# First Project: Lexer

The first project requires you to implement a scanner for the uC language,
specified by [uC BNF Grammar](./doc/uC_Grammar.ipynb) notebook. Study the specification
of uC grammar carefully. To complete this first project, you will use the
[PLY](http://www.dabeaz.com/ply/), a Python version of the
[lex/yacc](http://dinosaur.compilertools.net/) toolset with same functionality
but with a friendlier interface. Please read the complete contents of this section
and carefully complete the steps indicated.

## Regular Expressions

Regular expressions are concise ways of describing a set of strings that meet a given
pattern. For example, we can specify the regular expression:
```python
r'[a-zA-Z_][0-9a-zA-Z_]*'
``` 
to describe valid identifiers in the uC language. Regular expressions are a mini-language
that lets you specify the rules for constructing a string set. This specification
mini-language is very similar between the different programming languages that contain
the concept of regular expressions (also called RE or REGEX). Thus, learning to write
regular expressions in Python will also be useful for describing REs in other programming
languages.

Your first task is to write a set of regular expressions that will be used by the lexical
parser to recognize the following patterns:

In [None]:
# valid uC identifiers
identifier =

In [None]:
# integer constants
int_const = 

In [None]:
# floating constants
float_const =

In [None]:
# Comments in C-Style /* ... */
ccomment = 

In [None]:
# Unterminated C-style comment
uccomment = 

In [None]:
# C++-style comment (//...)
cppcomment = 

In [None]:
# string_literal
string_literal = 

In [None]:
# unmatched_quote
unquote = 

In [None]:
# testing
import re
b = re.match(ccomment, "/***/")
if b:
    pass
else:
    print("Erro.")

## Writing a Lexer
The process of “lexing” is that of taking input text and breaking it down into a stream
of tokens. Each token is like a valid word from the dictionary. Essentially, the role of
the lexer is to simply make sure that the input text consists of valid symbols and tokens
prior to any further processing related to parsing.

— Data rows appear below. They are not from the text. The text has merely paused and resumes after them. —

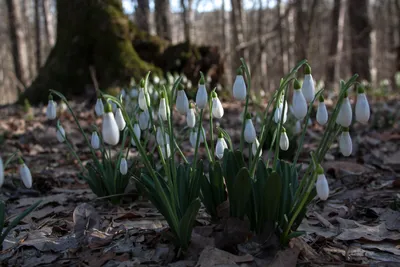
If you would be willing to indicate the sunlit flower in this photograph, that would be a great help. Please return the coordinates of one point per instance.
(345, 143)
(362, 106)
(299, 102)
(322, 112)
(110, 129)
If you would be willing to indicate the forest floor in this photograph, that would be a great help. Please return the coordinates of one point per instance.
(359, 225)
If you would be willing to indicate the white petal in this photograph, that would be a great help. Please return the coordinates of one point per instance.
(119, 118)
(345, 113)
(110, 129)
(345, 144)
(217, 109)
(26, 175)
(201, 97)
(284, 141)
(308, 88)
(362, 108)
(322, 113)
(123, 167)
(322, 187)
(239, 88)
(182, 102)
(249, 132)
(299, 105)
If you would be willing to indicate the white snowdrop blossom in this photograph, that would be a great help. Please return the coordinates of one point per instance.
(191, 117)
(322, 185)
(99, 107)
(217, 109)
(322, 112)
(345, 143)
(95, 140)
(249, 131)
(239, 87)
(345, 113)
(123, 166)
(51, 112)
(119, 118)
(109, 129)
(299, 102)
(182, 102)
(362, 107)
(201, 96)
(284, 140)
(308, 87)
(25, 174)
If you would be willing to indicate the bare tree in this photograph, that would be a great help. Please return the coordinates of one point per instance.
(162, 15)
(19, 50)
(142, 15)
(360, 42)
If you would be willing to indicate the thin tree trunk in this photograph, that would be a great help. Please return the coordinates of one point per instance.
(162, 14)
(48, 23)
(38, 39)
(18, 42)
(360, 41)
(142, 15)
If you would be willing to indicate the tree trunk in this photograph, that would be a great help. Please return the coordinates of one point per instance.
(142, 15)
(18, 42)
(38, 39)
(360, 42)
(330, 66)
(48, 23)
(162, 15)
(90, 34)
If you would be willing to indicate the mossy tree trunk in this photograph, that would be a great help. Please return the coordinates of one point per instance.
(90, 33)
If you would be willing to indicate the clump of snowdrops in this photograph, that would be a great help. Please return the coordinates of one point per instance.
(26, 177)
(270, 195)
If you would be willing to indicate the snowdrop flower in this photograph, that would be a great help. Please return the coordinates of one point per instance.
(51, 111)
(162, 109)
(322, 184)
(322, 112)
(345, 113)
(137, 132)
(1, 172)
(162, 140)
(345, 143)
(217, 109)
(239, 86)
(299, 102)
(362, 107)
(109, 129)
(249, 130)
(25, 174)
(284, 140)
(144, 120)
(99, 107)
(95, 140)
(182, 101)
(191, 117)
(201, 96)
(308, 87)
(119, 118)
(60, 133)
(123, 166)
(254, 148)
(220, 146)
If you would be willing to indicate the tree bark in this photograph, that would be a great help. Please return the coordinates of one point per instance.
(162, 15)
(360, 42)
(90, 34)
(18, 42)
(142, 15)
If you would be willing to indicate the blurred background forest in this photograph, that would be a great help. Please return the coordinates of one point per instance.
(60, 44)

Each token is defined by a regular expression. Thus, your task here is to define a set of
regular expressions for the uC language. The actual job of lexing will be handled by PLY.
For a better understanding study the [Lex](http://www.dabeaz.com/ply/ply.html#ply_nn3)
chapter in the PLY documentation.

### Specification
Your lexer must recognize the symbols and tokens of uC Grammar. For instance, in the
example below, the name on the left is the token name, and the value on the right is
the matching text:

Reserved Keywords:
```
    FOR   : 'for'
    IF    : 'if'
    PRINT : 'print'
```

Identifiers:
```
    ID    : any text starting with a letter or '_', followed by any number of letters,
            digits, or underscores, that is not a reserved word.
```

Some Operators and Delimiters:
```
    PLUS    : '+'
    MINUS   : '-'
    TIMES   : '*'
    DIVIDE  : '/'
    ASSIGN  : '='
    SEMI    : ';'
    LPAREN  : '('
    RPAREN  : ')'
```

Literals:
```
    INT_CONST : 123
    FLOAT_CONST : 1.234
    STRING_LITERAL : "Hello World\n"
```

For `INT_CONST` and `FLOAT_CONST`, you should only consider decimal numbers and fixed point numbers respectively.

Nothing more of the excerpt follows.